RYAN: As you know, I’m usually happy to take one for the team since I enjoy children’s films, and even movies that are considered girls’ films. However, this movie may have changed all that. It was one of the worst kids’ movies I’ve ever seen, as someone who owns Barbie movies on DVD, I can speak with authority. This movie was even worse than “Kit Kittredge.”
CAROLINE: Oooh, I shudder. What made it so awful?
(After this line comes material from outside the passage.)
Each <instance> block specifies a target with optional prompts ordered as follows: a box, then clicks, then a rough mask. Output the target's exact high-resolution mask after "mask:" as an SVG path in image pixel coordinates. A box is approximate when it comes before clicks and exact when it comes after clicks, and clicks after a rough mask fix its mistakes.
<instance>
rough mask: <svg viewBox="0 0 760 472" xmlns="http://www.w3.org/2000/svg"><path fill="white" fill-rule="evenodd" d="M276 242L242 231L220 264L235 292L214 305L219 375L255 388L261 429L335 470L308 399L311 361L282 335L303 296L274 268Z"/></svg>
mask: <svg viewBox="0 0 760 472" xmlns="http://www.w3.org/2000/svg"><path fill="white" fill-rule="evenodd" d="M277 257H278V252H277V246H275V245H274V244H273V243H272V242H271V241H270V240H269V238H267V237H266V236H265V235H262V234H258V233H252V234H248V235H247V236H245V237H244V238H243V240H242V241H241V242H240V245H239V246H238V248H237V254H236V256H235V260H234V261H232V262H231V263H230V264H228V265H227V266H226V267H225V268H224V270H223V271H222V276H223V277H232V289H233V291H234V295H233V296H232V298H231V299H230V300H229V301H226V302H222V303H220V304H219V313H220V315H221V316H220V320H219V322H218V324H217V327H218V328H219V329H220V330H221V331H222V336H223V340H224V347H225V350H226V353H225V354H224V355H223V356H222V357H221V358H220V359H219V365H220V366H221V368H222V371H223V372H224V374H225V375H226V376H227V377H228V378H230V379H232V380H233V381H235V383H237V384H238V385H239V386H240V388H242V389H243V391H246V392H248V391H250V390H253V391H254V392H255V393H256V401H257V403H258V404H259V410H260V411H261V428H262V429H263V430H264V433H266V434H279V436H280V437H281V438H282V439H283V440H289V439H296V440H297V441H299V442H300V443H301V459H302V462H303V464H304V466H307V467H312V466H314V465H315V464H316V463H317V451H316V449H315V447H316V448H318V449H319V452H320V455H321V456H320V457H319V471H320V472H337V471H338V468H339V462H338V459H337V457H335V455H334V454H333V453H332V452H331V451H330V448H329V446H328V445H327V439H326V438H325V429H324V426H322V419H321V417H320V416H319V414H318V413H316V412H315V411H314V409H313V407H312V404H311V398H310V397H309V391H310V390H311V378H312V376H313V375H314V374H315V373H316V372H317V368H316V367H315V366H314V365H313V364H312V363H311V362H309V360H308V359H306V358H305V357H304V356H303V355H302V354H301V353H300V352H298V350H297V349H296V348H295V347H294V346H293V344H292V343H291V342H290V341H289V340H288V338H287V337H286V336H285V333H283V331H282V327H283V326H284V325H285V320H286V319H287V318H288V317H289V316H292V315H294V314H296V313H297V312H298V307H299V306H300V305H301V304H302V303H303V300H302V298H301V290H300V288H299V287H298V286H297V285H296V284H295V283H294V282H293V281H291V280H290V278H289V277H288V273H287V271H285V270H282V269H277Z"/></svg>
RYAN: For starters, Miley Cyrus can’t act. The movie is about a young, entitled Hollywood starlet, Hannah Montana, whose parents drag her home so she can get back to her roots and stop being such a wench. But she never completes the journey. Yes, she takes off her wig and says she just wants to be Miley again, but she’s still entitled and bitchy. There’s no evolution in the character, and the story is absurd, predictable and boring.
CAROLINE: Is there a love interest at least?
RYAN: There is, and he’s very cute. But it’s not that blond guy who was on “Dancing with the Stars” last year. Either way, I so didn’t care because the movie is not well written or acted. Some of her musical performance scenes were OK, but her voice is so overprocessed and Pro-Tooled, it’s crazy.
CAROLINE: What about her dad, Billy Ray Cyrus?
RYAN: He’s better than she is, mercifully.
CAROLINE: Any other actors I’d recognize?
RYAN: Tyra Banks has a cameo in which she embarrasses herself. And Vanessa Williams has a bit part as Hannah Montana’s manager, but she doesn’t have the lighting that graces her on “Ugly Betty,” so she really looks her age.
RYAN: We’ve seen her in person on the red carpet, and she looks OK, but she looked terrible in this. And she overacts too.
— BOTTOM LINE —
RYAN: This movie is a waste of time. Please don’t see it. If you must because you have a young daughter or something, you really won’t enjoy yourself. I spent the second half of the movie barely paying attention and debating as to whether I should get up and walk out. I really wish I had.
CAROLINE: You have my eternal gratitude for seeing this without me.
RYAN: God, please don’t let them make a sequel!